ETH vs SOL Burn Mechanics: Scarcity Battle in 2025 🔥
Quick Take (Dec 5, 2025):
Ethereum’s Fusaka + EIP-1559 burns ~300K–400K ETH/year (~0.25–0.33% of supply), scaling with L2/DeFi usage → dynamic deflation during adoption waves. Solana burns ~6.2M SOL/year (~1.2%), fixed base fees, mostly offset by 4.1% inflation → steady but not scarcity-driving.
⚡ Key Metrics
Burn Rate (2025) 300K–400K ETH (~0.25–0.33%) 6.2M SOL (~1.2%)
Mechanism Adaptive, usage-linked Fixed 50% base fee
Net Supply Effect Potential deflation (-0.5%) Usually net inflation (+2–3%)

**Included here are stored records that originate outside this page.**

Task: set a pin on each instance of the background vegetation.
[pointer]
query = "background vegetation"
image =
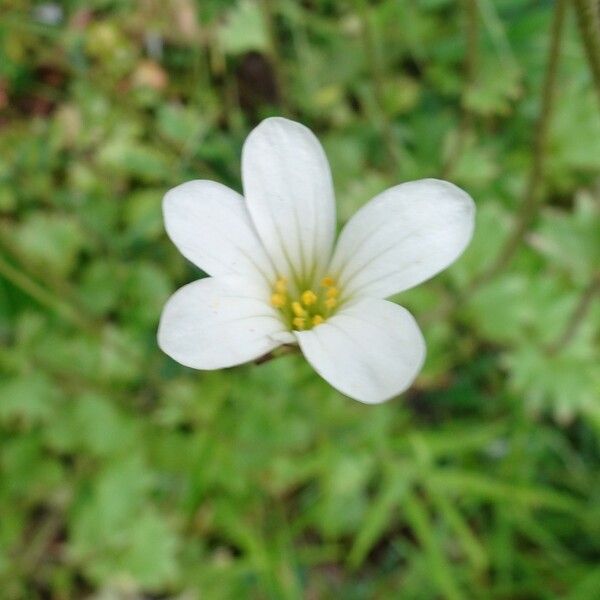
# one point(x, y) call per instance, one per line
point(124, 475)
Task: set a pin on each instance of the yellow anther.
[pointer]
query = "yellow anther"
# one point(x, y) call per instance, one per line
point(308, 297)
point(281, 285)
point(299, 322)
point(278, 300)
point(298, 310)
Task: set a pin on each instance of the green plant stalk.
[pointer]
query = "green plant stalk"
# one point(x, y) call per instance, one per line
point(40, 294)
point(588, 20)
point(378, 83)
point(471, 61)
point(279, 70)
point(577, 317)
point(530, 203)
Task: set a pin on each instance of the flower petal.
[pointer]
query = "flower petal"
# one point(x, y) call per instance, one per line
point(371, 350)
point(209, 325)
point(402, 237)
point(289, 191)
point(211, 227)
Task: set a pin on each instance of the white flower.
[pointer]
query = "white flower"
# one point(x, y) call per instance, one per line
point(276, 277)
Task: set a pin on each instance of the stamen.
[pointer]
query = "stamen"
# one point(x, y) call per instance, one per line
point(299, 322)
point(278, 300)
point(308, 298)
point(298, 310)
point(305, 309)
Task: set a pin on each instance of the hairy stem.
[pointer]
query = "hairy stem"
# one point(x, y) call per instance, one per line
point(471, 60)
point(40, 294)
point(588, 20)
point(531, 196)
point(378, 79)
point(577, 316)
point(279, 70)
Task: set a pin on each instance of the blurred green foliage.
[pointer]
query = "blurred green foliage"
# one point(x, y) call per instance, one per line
point(124, 475)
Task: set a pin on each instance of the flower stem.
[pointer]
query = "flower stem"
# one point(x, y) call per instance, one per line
point(268, 11)
point(530, 202)
point(378, 80)
point(588, 20)
point(577, 316)
point(471, 60)
point(40, 294)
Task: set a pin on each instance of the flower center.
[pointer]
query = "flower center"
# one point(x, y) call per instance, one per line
point(308, 308)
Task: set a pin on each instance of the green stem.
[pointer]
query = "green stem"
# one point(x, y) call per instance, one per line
point(588, 20)
point(278, 65)
point(378, 80)
point(577, 316)
point(40, 294)
point(530, 202)
point(471, 61)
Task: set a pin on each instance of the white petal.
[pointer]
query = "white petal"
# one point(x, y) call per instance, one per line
point(208, 325)
point(211, 227)
point(371, 350)
point(402, 237)
point(289, 191)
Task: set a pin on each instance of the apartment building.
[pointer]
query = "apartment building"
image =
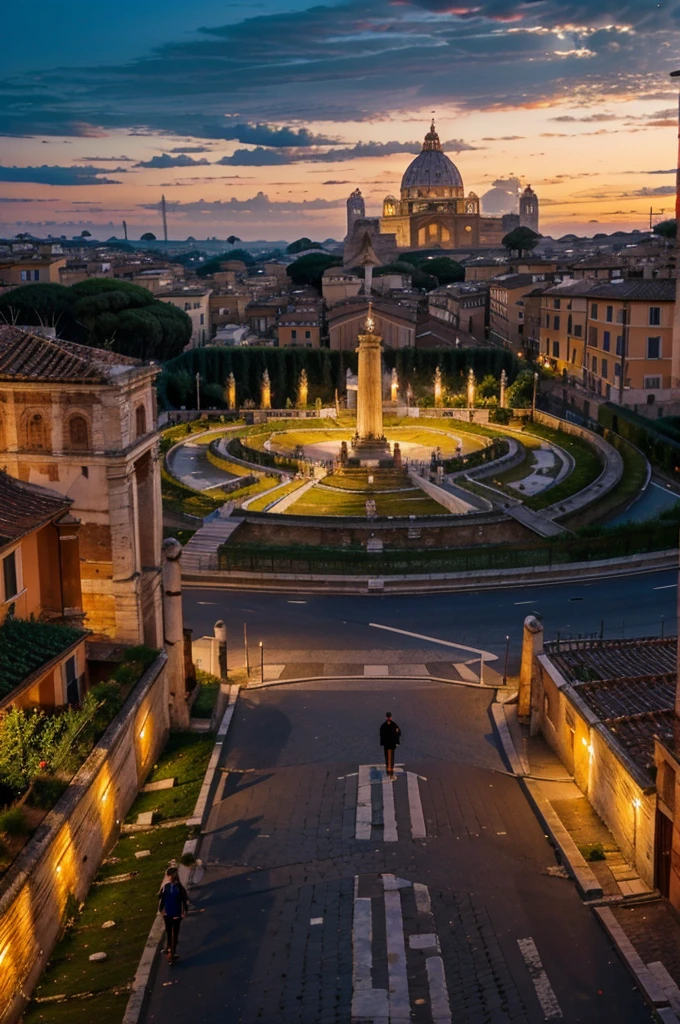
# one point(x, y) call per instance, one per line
point(195, 301)
point(615, 338)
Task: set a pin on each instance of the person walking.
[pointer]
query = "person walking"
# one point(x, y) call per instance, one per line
point(173, 904)
point(390, 736)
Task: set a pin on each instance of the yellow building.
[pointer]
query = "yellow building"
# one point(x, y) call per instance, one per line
point(82, 421)
point(42, 642)
point(615, 338)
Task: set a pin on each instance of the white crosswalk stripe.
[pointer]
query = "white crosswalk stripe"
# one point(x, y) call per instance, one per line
point(387, 829)
point(547, 997)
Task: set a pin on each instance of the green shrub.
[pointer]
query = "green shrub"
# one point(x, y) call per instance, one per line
point(12, 822)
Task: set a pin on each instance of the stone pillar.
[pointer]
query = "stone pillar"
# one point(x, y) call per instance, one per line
point(220, 637)
point(369, 397)
point(173, 633)
point(532, 646)
point(72, 594)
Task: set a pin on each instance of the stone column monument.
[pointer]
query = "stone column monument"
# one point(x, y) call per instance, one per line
point(370, 437)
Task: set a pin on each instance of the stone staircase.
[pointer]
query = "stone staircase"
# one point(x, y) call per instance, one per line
point(201, 552)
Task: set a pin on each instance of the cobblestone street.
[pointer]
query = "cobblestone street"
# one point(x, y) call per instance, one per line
point(334, 896)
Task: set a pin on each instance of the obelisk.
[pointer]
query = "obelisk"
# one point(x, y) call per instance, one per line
point(369, 397)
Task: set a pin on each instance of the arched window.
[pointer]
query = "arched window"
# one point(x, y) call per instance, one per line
point(78, 432)
point(36, 431)
point(140, 421)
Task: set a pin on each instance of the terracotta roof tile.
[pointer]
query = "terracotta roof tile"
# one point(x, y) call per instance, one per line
point(25, 508)
point(34, 357)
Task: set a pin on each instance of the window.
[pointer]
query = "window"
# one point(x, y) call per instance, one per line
point(36, 431)
point(78, 432)
point(9, 576)
point(73, 689)
point(140, 421)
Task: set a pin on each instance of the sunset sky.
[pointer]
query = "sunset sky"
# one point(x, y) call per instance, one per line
point(102, 108)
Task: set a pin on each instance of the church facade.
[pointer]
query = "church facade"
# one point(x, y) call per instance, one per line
point(433, 211)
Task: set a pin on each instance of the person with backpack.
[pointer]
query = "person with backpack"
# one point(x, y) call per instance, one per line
point(390, 736)
point(173, 904)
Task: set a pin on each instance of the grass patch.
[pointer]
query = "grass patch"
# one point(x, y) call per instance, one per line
point(329, 501)
point(184, 759)
point(207, 695)
point(587, 467)
point(286, 488)
point(132, 905)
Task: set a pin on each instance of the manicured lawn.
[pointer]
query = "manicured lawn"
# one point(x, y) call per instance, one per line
point(286, 488)
point(184, 759)
point(329, 501)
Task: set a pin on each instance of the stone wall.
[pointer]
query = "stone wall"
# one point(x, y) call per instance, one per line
point(336, 531)
point(65, 853)
point(619, 791)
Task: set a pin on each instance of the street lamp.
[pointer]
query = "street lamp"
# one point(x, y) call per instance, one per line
point(536, 384)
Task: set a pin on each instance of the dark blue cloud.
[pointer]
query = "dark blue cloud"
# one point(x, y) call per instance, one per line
point(59, 175)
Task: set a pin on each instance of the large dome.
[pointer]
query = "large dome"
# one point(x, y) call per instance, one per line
point(431, 167)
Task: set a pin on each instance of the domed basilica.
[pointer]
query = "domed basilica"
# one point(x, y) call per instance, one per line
point(433, 211)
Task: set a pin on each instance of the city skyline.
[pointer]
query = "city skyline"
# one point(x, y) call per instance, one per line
point(260, 126)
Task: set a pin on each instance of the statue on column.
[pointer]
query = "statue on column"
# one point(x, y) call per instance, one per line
point(230, 392)
point(438, 391)
point(265, 401)
point(303, 390)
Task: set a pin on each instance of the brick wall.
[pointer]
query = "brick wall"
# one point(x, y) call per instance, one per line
point(64, 855)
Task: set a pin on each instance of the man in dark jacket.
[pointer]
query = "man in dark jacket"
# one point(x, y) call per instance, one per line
point(390, 735)
point(173, 904)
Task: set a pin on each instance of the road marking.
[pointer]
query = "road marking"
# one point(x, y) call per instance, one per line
point(547, 997)
point(364, 808)
point(416, 807)
point(397, 995)
point(444, 643)
point(367, 1000)
point(389, 814)
point(438, 992)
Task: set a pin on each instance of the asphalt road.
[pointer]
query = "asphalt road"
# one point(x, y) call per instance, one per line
point(638, 605)
point(443, 904)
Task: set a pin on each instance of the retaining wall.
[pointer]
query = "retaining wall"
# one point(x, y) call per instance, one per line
point(64, 855)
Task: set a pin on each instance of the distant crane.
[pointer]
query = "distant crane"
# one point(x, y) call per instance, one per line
point(164, 214)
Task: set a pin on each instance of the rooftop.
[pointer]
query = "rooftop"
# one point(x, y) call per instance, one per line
point(27, 646)
point(25, 507)
point(628, 684)
point(29, 356)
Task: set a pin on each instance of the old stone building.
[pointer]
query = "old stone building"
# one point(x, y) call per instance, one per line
point(82, 422)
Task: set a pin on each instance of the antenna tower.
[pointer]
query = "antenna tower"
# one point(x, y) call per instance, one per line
point(165, 218)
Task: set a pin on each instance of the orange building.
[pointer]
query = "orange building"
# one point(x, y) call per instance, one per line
point(42, 642)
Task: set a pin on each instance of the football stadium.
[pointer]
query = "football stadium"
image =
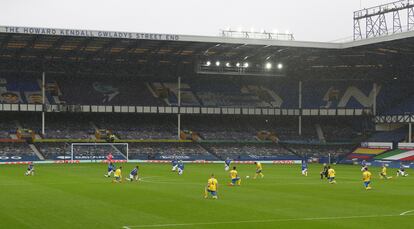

Ecosystem Impact DeFi & stablecoins drive scarcity High throughput utility, low deflation
🔹 Bottom Line
ETH: Dynamic burns + adoption synergy = flywheel scarcity → strong long-term hodl potential ($4K+ target in 2026 adoption wave).
SOL: Steady, utility-focused; limited effect on net supply → better for apps, not hodl scarcity plays.
Both reduce float, but ETH’s adaptive burns win for long-term scarcity and deflationary potential.
💡 Market Signal: Watch ETH deflation cycles during high TVL and DeFi activity → scarcity + price upside. SOL supports throughput & utility growth.